When distressed, it rears up and spreads its hood, showing the distinctive stripes on its neck. It can spray its venom up to 2.5 m but its spitting mechanism is primitive and it has to rear up and fling its body forward to do so. In addition, they fake death by rolling onto their back with mouth agape. Don’t be fooled by this behavior -- they are still very much alive.
My family has long been exposed to these snakes. After demobilization in 1946, my parents bought a smallholding outside Randfontein called Wheatlands, where my father Arthur William McIver started a small dairy. Apparently it was crawling with snakes, so much so that a collie they owned at the time would bark in a particular way whenever he cornered a snake -- a sound they soon learned to recognize. My father, who was at ease handling snakes, would pick it up, open its mouth and show my sisters Myrle and Deirdre its fangs and other parts of its anatomy. All of which made an indelible impression on them and they talked about it for years afterwards.
One of their farmworkers had a habit of smoking dagga (marijuana), to which my father took exception. On one of these snake-handling exhibitions, he threatened the worker with the snake, saying that he would toor (bewitch) him with it if he did not stop the habit. As luck would have it a few days later he disturbed a rinkhals which reared up in front of him, giving him a real fright. Apparently the experience persuaded him that my father had indeed bewitched him and, from that day onwards, he stopped smoking dagga completely.

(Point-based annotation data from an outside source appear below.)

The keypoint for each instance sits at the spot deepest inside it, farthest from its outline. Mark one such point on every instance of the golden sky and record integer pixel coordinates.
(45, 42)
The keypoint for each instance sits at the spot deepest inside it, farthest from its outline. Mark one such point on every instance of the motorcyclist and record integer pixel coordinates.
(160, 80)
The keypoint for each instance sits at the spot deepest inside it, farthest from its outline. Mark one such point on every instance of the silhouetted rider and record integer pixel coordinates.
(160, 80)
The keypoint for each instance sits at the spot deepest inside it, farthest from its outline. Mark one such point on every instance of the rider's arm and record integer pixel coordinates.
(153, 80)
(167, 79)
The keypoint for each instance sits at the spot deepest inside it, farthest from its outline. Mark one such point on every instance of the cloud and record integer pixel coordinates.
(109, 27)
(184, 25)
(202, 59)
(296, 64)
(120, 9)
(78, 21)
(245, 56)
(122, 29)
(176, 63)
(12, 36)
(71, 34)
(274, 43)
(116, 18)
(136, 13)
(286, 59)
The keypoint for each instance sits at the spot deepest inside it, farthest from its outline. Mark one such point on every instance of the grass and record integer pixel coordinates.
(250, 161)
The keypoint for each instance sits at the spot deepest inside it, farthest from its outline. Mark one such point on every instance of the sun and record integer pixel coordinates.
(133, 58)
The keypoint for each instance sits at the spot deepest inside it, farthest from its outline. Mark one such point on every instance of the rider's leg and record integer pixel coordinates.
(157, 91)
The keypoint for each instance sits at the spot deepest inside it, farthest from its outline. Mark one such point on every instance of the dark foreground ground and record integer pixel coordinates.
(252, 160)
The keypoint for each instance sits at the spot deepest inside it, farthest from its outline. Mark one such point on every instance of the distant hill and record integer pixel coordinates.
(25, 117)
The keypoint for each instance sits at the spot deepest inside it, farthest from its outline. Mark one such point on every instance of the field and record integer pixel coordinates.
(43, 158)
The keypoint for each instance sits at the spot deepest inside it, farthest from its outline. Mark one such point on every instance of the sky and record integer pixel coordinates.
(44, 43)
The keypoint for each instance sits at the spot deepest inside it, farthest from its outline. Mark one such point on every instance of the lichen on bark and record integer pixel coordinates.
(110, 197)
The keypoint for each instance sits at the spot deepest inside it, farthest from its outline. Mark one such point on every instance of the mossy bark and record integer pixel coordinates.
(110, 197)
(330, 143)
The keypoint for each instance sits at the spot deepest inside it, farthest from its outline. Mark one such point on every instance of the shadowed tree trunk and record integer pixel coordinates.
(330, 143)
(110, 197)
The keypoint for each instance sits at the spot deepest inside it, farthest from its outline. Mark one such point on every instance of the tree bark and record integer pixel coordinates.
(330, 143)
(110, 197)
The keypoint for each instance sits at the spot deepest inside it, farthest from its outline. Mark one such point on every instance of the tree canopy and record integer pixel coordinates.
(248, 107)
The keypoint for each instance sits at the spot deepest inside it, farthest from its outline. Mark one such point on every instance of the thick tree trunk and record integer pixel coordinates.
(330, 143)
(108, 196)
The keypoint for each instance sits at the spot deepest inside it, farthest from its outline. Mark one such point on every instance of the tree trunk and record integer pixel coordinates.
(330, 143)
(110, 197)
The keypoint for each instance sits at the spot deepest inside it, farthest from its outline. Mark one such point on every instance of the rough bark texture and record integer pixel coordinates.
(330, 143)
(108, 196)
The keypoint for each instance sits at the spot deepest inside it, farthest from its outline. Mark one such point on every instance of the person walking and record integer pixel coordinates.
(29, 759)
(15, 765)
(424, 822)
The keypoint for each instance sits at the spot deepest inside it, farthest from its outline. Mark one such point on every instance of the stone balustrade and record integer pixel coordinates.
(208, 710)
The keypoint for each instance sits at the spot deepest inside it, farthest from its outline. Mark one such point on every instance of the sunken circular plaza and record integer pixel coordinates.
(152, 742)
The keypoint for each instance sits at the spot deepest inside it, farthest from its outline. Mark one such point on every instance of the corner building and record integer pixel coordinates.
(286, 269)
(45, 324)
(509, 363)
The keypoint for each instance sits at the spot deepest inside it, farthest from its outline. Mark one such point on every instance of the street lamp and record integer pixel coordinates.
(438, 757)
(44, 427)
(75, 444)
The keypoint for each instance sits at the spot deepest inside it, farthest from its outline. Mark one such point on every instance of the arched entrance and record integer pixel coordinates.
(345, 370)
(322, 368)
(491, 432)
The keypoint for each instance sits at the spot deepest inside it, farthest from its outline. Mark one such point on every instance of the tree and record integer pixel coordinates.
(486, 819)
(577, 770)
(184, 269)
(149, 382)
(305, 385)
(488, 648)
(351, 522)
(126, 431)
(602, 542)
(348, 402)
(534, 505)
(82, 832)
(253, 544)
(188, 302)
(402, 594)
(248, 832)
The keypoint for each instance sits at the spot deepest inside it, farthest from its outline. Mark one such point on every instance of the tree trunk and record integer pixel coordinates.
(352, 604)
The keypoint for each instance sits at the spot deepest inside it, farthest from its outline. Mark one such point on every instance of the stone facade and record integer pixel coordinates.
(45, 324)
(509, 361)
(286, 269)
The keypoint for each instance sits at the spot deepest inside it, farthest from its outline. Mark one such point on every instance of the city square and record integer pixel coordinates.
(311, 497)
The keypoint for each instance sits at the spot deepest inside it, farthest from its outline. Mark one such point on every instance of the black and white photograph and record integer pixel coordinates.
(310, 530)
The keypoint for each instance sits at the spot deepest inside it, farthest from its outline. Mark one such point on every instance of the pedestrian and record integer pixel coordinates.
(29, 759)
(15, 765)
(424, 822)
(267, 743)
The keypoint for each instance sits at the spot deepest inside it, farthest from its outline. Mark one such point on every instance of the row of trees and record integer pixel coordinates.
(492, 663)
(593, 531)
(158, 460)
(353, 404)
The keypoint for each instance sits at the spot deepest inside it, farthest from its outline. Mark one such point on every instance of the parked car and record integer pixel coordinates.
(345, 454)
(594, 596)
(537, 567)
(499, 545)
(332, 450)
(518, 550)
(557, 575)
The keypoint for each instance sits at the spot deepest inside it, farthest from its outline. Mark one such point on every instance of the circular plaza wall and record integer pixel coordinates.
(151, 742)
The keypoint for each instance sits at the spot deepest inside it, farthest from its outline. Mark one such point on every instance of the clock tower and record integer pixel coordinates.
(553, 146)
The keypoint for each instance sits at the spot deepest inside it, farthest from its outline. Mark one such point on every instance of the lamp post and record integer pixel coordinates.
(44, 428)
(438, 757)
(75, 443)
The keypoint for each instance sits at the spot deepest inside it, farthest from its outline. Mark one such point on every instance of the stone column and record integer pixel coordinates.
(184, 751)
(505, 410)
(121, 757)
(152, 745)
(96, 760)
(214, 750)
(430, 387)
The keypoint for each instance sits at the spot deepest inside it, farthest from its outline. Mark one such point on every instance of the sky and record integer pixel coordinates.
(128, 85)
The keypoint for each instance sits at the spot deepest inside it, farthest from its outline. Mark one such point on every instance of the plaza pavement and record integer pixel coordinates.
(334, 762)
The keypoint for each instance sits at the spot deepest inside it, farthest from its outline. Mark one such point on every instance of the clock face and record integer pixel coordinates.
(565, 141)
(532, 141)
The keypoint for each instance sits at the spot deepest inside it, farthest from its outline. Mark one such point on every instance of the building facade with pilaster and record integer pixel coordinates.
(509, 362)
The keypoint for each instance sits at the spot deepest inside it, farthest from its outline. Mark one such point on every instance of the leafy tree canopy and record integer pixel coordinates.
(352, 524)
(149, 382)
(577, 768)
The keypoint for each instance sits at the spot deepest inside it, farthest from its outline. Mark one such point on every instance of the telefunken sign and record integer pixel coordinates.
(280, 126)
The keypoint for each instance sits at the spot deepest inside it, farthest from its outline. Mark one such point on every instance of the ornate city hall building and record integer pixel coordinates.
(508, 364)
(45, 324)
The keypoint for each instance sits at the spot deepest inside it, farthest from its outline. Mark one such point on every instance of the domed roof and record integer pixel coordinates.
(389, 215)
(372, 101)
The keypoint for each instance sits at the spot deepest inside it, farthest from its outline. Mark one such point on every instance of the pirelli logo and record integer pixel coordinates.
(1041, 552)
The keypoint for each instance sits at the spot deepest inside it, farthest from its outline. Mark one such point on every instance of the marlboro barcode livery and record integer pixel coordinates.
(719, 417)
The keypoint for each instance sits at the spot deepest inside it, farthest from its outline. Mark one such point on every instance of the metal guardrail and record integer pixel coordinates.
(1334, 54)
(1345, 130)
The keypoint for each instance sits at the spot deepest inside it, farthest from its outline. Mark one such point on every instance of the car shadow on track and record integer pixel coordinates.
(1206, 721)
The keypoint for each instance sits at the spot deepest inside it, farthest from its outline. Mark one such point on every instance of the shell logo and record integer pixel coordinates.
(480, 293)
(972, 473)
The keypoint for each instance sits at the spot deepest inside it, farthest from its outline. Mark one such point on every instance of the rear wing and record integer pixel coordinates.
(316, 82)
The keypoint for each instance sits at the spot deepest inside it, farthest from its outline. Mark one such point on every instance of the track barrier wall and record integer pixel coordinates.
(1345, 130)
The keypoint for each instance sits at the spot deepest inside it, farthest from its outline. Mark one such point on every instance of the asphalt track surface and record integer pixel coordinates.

They are fairly common on the grasslands of the Highveld and I have encountered several big ones. It seems that the bigger they are the more aggressive they become. On one occasion I was on my knees repairing an irrigation pump on my smallholding in Randparkridge when I looked up to see a large rinkhals sailing past, head up off the ground with hood spread, only a few feet from my face. Gave me the fright of my life it did! I must have disturbed it and it soon disappeared into a nearby patch of papyrus reeds growing next to the reservoir in which I stored water. I thought of killing it – it was close to the house and my children often played nearby -- but I could only see the end of its tail – its head was nowhere to be seen. Discretion being the better part of valour, I left it alone and we never saw it again.
On another occasion I arrived home to find my wife in a state. She had been resting in bed and, hearing a knock on the window, looked up to see a rinkhals attempting to enter the room through the window next to which she had been sleeping. Fortunately however the window was closed. Apparently she flew out of bed, went outside, picked up a grinding stone lying nearby and threw it at the snake, after which both she and the rinkhals disappeared in opposite directions. On another occasion Margaret Snyman, who rented my house for a while, saw a rinkhals trying to enter the house through a bedroom window. Characteristically, without any further ado, she picked up a shotgun and dispatched the animal with a single shot.
Frankly they are too dangerous to have in or around one’s house. Furthermore if you insist on fooling about with these snakes it is advisable to wear protective glasses that prevent venom from entering one’s eyes. However, like much African wildlife, if you leave them alone they disappear soon enough. But hoo boy -- try telling that to my wife or Margaret. Understandably, you may as well be talking to a wall.